On the morning of December 12, 1839, Read and Alston met at Mannington, near the Florida-Georgia border. The small isolated community had become a popular dueling site since an ongoing border dispute between Florida and Georgia over the land made prosecuting duelists more difficult. After taking their fifteen paces, the men turned and were to shoot on the count of four. Alston slipped and fired before the full count. The bullet missed Read, who then returned fire and hit Alston in the chest, killing him instantly.
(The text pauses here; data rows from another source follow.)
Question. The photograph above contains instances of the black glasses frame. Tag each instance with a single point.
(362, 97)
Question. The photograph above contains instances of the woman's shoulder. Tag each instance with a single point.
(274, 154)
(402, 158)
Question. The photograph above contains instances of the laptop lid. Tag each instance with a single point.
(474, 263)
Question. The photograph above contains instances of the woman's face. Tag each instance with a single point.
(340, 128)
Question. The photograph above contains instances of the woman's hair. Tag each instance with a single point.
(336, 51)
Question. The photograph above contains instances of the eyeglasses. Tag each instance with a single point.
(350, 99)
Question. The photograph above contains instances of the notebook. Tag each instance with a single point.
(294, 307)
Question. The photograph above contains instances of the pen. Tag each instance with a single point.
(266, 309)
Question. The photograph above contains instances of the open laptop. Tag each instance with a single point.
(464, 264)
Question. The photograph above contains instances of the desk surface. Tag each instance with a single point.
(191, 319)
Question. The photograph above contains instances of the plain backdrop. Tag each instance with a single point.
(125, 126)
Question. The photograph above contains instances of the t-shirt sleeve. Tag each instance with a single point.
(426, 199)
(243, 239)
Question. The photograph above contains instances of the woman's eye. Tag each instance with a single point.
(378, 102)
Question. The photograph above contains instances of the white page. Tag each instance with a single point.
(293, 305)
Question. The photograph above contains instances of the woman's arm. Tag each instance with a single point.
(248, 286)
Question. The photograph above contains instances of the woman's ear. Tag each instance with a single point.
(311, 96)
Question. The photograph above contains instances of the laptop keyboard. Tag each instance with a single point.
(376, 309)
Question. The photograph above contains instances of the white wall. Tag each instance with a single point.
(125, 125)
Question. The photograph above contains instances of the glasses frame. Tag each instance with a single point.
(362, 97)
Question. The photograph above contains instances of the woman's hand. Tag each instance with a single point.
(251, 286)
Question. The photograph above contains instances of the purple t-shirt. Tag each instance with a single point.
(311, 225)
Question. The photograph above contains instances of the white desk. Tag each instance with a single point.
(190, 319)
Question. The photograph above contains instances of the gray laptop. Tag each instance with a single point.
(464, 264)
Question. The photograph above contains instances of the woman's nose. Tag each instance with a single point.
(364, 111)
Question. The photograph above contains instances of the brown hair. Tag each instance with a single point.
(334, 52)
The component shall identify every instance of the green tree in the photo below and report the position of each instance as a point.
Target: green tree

In early January, Augustus's brother, Willis Alston, attacked Read at Tallahassee's City Hotel. During the attack, Read was stabbed and shot. Alston was able to escape and avoided capture for the next several weeks. Though severely wounded, Read survived the attack.

While still recovering from his wounds, Read was made commander of 1,500 volunteers who were ordered to protect settlers west of the Suwannee River from the Seminole. On May 22, 1840, he was also appointed United States Marshal for the Middle District of Florida by the Democrat President Martin Van Buren. However, this appointment was short-lived. After the 1840 United States presidential election, the new Whig president, William Henry Harrison, replaced Read.

On April 26, 1841, Willis Alston ambushed and killed Read as he was headed to the court house in Tallahassee.

==Legacy==
In 1842 the Florida Territorial Council wrote a bill that proposed to change the name of Mosquito County to Leigh Read County to honor Read. Although the bill eventually failed, several maps were published that depict Leigh Read County in existence.